Na de intrekking van het hoger beroep heeft appellante verzocht om een veroordeling van het Uwv in de proceskosten. De Centrale Raad van Beroep heeft vastgesteld dat het Uwv in de kosten moet worden veroordeeld, aangezien appellante redelijkerwijs kosten heeft moeten maken in verband met de behandeling van het beroep en het hoger beroep. De proceskosten zijn begroot op € 1.050,- voor het beroep en € 525,- voor het hoger beroep, wat resulteert in een totaalbedrag van € 1.575,-.

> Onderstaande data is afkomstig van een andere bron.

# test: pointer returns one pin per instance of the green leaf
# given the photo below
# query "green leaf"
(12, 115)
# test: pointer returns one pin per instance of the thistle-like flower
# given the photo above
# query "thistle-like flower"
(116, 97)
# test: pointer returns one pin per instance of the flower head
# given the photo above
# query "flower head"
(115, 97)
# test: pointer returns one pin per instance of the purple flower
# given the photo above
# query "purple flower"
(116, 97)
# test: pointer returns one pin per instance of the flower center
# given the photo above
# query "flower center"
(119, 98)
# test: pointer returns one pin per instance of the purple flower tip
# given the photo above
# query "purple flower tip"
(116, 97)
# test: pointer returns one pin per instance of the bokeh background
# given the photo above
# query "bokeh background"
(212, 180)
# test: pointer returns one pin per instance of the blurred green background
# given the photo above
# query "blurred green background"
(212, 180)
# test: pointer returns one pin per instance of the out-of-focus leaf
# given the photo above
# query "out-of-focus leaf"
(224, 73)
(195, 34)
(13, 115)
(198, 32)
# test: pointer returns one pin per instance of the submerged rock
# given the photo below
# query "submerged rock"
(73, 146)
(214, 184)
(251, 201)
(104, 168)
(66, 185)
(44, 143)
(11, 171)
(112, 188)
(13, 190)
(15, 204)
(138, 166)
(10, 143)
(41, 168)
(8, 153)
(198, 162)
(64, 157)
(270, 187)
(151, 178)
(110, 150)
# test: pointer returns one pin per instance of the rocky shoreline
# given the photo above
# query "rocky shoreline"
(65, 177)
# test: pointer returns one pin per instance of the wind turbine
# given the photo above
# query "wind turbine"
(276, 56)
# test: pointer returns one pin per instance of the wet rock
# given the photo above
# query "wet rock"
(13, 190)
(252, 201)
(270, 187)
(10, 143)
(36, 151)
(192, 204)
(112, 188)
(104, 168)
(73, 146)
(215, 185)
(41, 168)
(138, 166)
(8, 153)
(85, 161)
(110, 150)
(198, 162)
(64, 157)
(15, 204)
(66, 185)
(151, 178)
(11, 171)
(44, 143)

De uitspraak is gedaan door J.P.M. Zeijen, met K.R. van Renswoude als griffier, en is openbaar uitgesproken op 12 augustus 2020. De Raad heeft de bepalingen van de Algemene wet bestuursrecht (Awb) toegepast, specifiek artikel 8:75a en 8:108, die betrekking hebben op de proceskostenvergoeding bij intrekking van het beroep.

Uitspraak

Datum uitspraak: 12 augustus 2020
17/6426 WIA
Centrale Raad van Beroep
Enkelvoudige kamer
Uitspraak als bedoeld in de artikelen 8:75a en 8:108 van de Algemene wet bestuursrecht in verband met het hoger beroep tegen de uitspraak van de rechtbank Overijssel van
8 september 2017, 17/890 (aangevallen uitspraak)
Partijen:
[appellante] te [woonplaats] (appellante)
de Raad van bestuur van het Uitvoeringsinstituut werknemersverzekeringen (Uwv)

PROCESVERLOOP

Namens appellante heeft mr. B. Arabaci, advocaat, hoger beroep ingesteld.
Het Uwv heeft op 3 december 2019 een gewijzigde beslissing op bezwaar genomen.
Bij brief van 16 december 2019 heeft mr. Arabaci namens appellante het hoger beroep ingetrokken en gelijktijdig aan de Raad verzocht het Uwv te veroordelen in de proceskosten.
Het Uwv heeft geen gebruik gemaakt van de gelegenheid een verweerschrift in te dienen.
Onder toepassing van artikel 8:57 van de Algemene wet bestuursrecht (Awb) is het onderzoek ter zitting achterwege gelaten. Vervolgens is het onderzoek gesloten.

OVERWEGINGEN

Artikel 8:75a, eerste lid, eerste volzin, van de Awb bepaalt dat in geval van intrekking van het beroep omdat het bestuursorgaan geheel of gedeeltelijk aan de indiener van het beroepschrift is tegemoetgekomen, het bestuursorgaan op verzoek van de indiener bij afzonderlijke uitspraak met toepassing van artikel 8:75 van de Awb in de kosten kan worden veroordeeld. Ingevolge artikel 8:108, eerste lid, van de Awb is deze bepaling van overeenkomstige toepassing op het hoger beroep.
Namens appellante is het hoger beroep ingetrokken omdat het Uwv met de beslissing op bezwaar van 3 december 2019 volledig aan de bezwaren van appellante is tegemoetgekomen.
De Raad ziet aanleiding het Uwv te veroordelen in de kosten die appellante in verband met de behandeling van het beroep en het hoger beroep redelijkerwijs heeft moeten maken. De proceskosten worden, ingevolge het Besluit proceskosten bestuursrecht, begroot op € 1.050,- in beroep en € 525,- in hoger beroep voor verleende rechtsbijstand.
Voor vergoeding van het betaalde griffierecht kan appellante zich rechtstreeks tot het Uwv wenden.

BESLISSING

De Centrale Raad van Beroep veroordeelt het Uwv in de kosten van appellant tot een bedrag van € 1.575,-.
Deze uitspraak is gedaan door J.P.M. Zeijen, in tegenwoordigheid van K.R. van Renswoude als griffier. De beslissing is uitgesproken in het openbaar op 12 augustus 2020.